From clinical trials to care delivery, advanced, digitally enabled technologies and analytics offer new approaches to how we think about medicine, health, and biology. The Covid-19 pandemic has accelerated this conversation, and forced a roadmap, once measured in years or decades, to unfold over days, weeks, and months. Yet the scaffolding for this roadmap had already emerged prior to the Covid-19 pandemic. In this perspective, we highlight a special collection of papers on “digital medicine,” which emerged from a symposium held in Boston in 2019 and were published in 2020 and 2021. The symposium was hosted by Harvard Business School and the Harvard MIT Center for Regulatory Science, and included a range of speakers and attendees from industry, government, and academics. We describe their ongoing relevance as we contemplate our early 2021 pandemic reality and the near future of digitally empowered health care.
What is digital medicine?
Digital medicine describes an evidence-based field, concerned with the use of technologies as tools for measurement and intervention in the service of human health1. Digital medicine products are driven by high-quality hardware and software products that support health research and the practice of medicine broadly, including treatment, recovery, disease prevention, and health promotion for individuals and across populations2. As described below, we are witnessing the emergence of robust, evidence-based, technologies that have come to maturity and are solving intractable clinical problems. Digital medicine tools can (but need not) be integrated into the formal health care delivery system, a process that provides unique challenges and vital opportunities, as documented in this collection of articles.
Evaluating digital medicine
One of the early themes of the symposium was understanding the current state of evidence vis-à-vis digital medicine tools. While the potential for such tools to improve care delivery, research, and operations was clear, a critical first question is “how do we evaluate this tool?” In “Modernizing and designing evaluation frameworks for connected sensor technologies in medicine,” Coravos et al.3 look at connected sensors in particular, and highlight five dimensions of benefit–risk—(1) validation, (2) security practices, (3) data rights and governance, (4) utility and usability, and (5) economic feasibility. The authors provide a comprehensive review of many of the current evaluation frameworks for connected technologies and close by building on some of these current themes to propose a novel evaluation framework that builds upon the five dimensions described.
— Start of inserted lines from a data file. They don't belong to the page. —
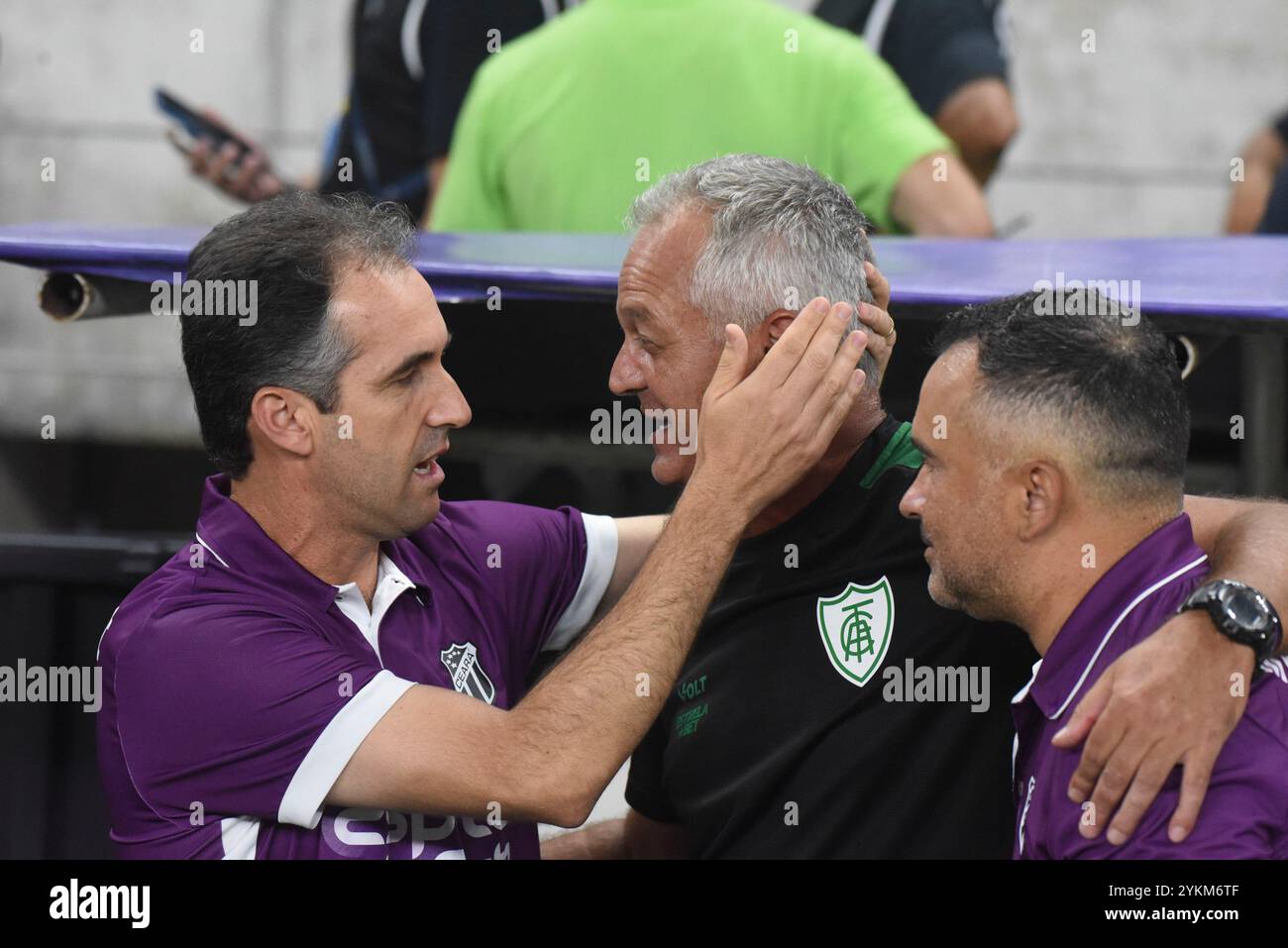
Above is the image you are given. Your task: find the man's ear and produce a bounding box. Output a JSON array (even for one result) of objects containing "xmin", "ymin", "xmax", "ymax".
[
  {"xmin": 249, "ymin": 386, "xmax": 318, "ymax": 458},
  {"xmin": 752, "ymin": 309, "xmax": 796, "ymax": 356},
  {"xmin": 1008, "ymin": 461, "xmax": 1069, "ymax": 542}
]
In “Verification, analytical validation, and clinical validation (V3): the foundation of determining fit-for-purpose for Biometric Monitoring Technologies (BioMeTs),” Goldsack et al.4 focus on the first step of the above framework, validation. The authors focus on Biometric Monitoring Technologies, or BioMeTs, which are defined as digital medicine products that process the data generated or captured by mobile sensors, using algorithms to generate measures of behavioral and/or physiological function. The interdisciplinary, international group of authors outlines a three-component evaluation framework for BioMeTs, notably including verification, analytical validation, and clinical validation (the “V3 Framework”).
Finally, in “Investigating sources of inaccuracy in wearable optical heart rate sensors,” Bent et al.5 look closely at a specific type of digital tool—optical sensors for determining heart rate, and compare six different wearable devices across 53 study participants. While authors did not detect differences in accuracy across skin tones, they did find inconsistencies between devices, and that error was particularly noted during activity. Future work in this area—quantifying the diagnostic accuracy of digital medicine tools—will be essential for understanding their utility and diagnostic test characteristics.
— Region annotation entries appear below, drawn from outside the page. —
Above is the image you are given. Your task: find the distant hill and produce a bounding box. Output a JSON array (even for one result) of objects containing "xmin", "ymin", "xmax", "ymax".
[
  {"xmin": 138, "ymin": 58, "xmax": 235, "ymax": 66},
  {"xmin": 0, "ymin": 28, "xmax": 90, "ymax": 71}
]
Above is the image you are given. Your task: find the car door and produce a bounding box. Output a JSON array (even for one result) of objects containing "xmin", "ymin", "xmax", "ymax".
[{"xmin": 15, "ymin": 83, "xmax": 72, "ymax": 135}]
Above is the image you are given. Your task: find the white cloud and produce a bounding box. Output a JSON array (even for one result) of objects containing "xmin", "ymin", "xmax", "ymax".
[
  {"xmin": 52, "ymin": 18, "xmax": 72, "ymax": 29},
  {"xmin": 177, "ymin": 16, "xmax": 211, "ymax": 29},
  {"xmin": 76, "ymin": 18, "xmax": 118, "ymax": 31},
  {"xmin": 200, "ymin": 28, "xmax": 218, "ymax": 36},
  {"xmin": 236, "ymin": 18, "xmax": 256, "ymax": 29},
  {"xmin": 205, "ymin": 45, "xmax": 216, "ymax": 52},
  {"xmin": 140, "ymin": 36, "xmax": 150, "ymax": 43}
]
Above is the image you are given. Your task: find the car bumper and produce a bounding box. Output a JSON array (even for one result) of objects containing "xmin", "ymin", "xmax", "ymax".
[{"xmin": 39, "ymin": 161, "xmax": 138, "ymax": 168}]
Understanding the dimensions of benefit–risk, practical challenges, terminology, and frameworks outlined in these articles will only continue to grow in importance as connected sensors are expected to play a growing role in both health care delivery and clinical research6,7.
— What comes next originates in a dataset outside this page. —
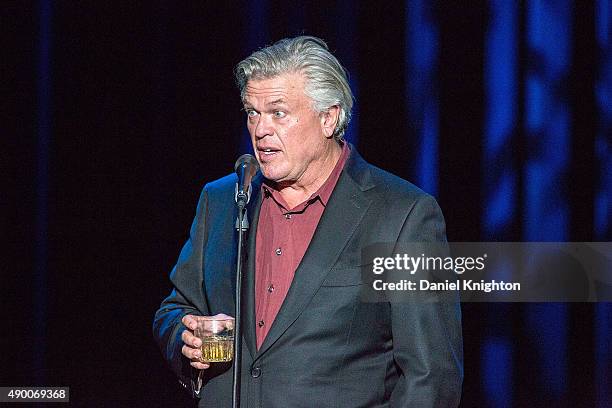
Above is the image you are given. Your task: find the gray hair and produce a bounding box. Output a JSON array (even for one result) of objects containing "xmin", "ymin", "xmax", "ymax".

Current usage of digital medicine tools
A second theme that emerged from the symposium was understanding real-world use cases and patterns in usage for digital medicine tools. In “Quantifying the use of connected digital products in clinical research,” Marra et al.8 performed a systematic search of the ClinicalTrials.gov database to identify and quantify the use of connected devices in clinical research over time. The authors found a clear increase in their use over the past two decades, with their findings pointing to a roughly 34% cumulative annual growth rate in the incorporation of connected digital products into registered clinical trials. Notably, this analysis was performed on data that predate the COVID-19 pandemic and therefore do not yet account for any additional adoption that may have been catalyzed by it9. Moreover, the authors find that these products have been used by a diverse group of sponsors and across all phases of clinical trials, suggesting the broad applicability of this technology to clinical research.
Security and data rights
A third theme that emerged was around safeguarding patient data as a safety issue, with two main perspectives: (a) theft as a “data security” issue, and (b) misuse as a “data rights” issue. In “Building resilient medical technology supply chains with a software bill of materials,” Carmody et al.10 outline how an exploited vulnerability in a single software component of health care technology can affect patient care and how to manage that risk by publishing a digital medicine product’s software bill of materials (SBOM). SBOMs, which have garnered FDA support in recent guidance documentation11, have the potential to benefit all supply chain stakeholders of medical technologies and the increased transparency can unlock and enable trustworthy, resilient, and safer health care technologies for all.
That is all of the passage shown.